Long Barrack Archaeology Update - March 15

March 15, 2024

Two excavation units, EU-10 and EU-12 were active this week.

In EU-10, archaeologists reached a depth of approximately 70 cm below surface. During excavations, two distinct features were encountered. The first feature was evidence of a burning episode and the fractured remnants of a caliche surface. The only portions of the surface still intact was in the northeast corner of the unit and extended approximately 7 cm to west. Immediately below the surface was a dark sediment rich in charcoal. The burning extended across the northeast quadrant of the unit. The deposit appears to continue below into the next level. There were not many artifacts found within the deposit but did include ceramics and lithic debitage.

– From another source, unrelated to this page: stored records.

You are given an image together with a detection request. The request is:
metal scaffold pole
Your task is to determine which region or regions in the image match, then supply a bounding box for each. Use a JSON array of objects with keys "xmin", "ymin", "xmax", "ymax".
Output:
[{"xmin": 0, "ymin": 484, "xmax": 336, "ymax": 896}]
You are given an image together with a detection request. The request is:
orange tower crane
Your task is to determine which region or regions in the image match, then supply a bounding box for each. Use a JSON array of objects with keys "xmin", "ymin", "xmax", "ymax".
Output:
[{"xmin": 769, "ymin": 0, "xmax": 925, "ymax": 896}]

Marker and white board inside an excavation unit
Fragment of the caliche surface in EU-10. Located in NE corner of unit/top left of photo.
White board inside an excavation unit with a rocky border
Burning within EU-10.

Archaeologists in EU-12 reached an approximate depth of 110 cm below surface. At this depth archaeologists encountered remnants of packed lime surface. This type of surface, also revealed in previous excavation units, indicates an intentional effort to install a surface in the courtyard. Lime and caliche surfaces were commonly installed in workspaces to provide a clean, level, and stable surface. The surface does not extend the entirety of the unit, but is likely due to natural deterioration. Artifacts recovered during the week include Spanish Colonial ceramics, lithic debitage, brick, and mortar fragments.

White board inside an excavation unit with a rock inlay border
EU-12 at 110 cm below surface.
Marker and pipe on a flat lime surface inside an excavation unit
Close-up of remnants of the compacted lime surface.